Tag: Ethiopian

Don’t let’s start

Saturday, February 23rd, 2008 | All Things, Eats, Music

They Might Be Giants, a.k.a., John Flansburgh and John Linnell, were scheduled to perform at the Borders at the Time Warner Center this Saturday afternoon to promote their newest children’s CD/DVD Here Come the 123s — follow-up to 2005’s Here Come the ABCs. It had been quite a while since I’d seen the Brooklyn duo live, and it seems that in the intervening years, they’ve become better known for their children’s projects and television theme song work.

Very well known, in the former case, if this afternoon’s crowds were any indication. It seemed that the entire stroller brigade population of the Upper West Side had convened on the bookstore at Columbus Circle, where dozens of toddlers were propped up on adult shoulders, their little faces peering above the stacks like rows of prairie dogs.

TMBG crowd

Columbus Circle snow

Later that night, CF’s birthday dinner at Ghenet — a “particularly vegetarian friendly” Ethiopian restaurant on Mulberry. The yellow banner outside touts it as the place “Where Angels Eat”; “ghenet” is an Amharic word meaning “paradise”. Turns out that CF and MT are something of Ethiopian food aficionados, having made the rounds at most of the Ethiopian restaurants in New York: Meskerem, Queen of Sheba, Awash… though as of that night, not yet Marcus Samuelsson‘s newly opened Merkato 55. Ghenet is their favorite of the bunch, though.

While the rest of the party dug into the meat dishes, we three split the vegetarian combo platter, which seemed to consist of a bit of every vegetarian dish offered at the restaurant. I counted at least eight scoops in all, served up on a palette of moist, tangy injera flatbread whose torn off pieces doubled as utensils. About half of the items were bean-based, the rest were combinations of potatoes, carrots, onions, cabbage, collard greens and beets, with variations on seasoning, textures and spiciness.

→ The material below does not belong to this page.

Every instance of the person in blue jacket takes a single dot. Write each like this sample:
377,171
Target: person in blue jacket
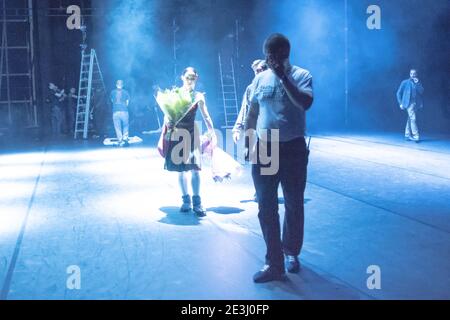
410,99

It had been a couple of years since I went out for Ethiopian, and in the midst of such tasty food, I made the amateur error of eating just to the point of satiety. Note: that spongy injera will, and did, grow to several times its original size in the stomach — an expansion that no amount of tej (Ethiopian honey wine) would tamp down, making for some moments of uncomfortable fullness later at Sweet & Vicious.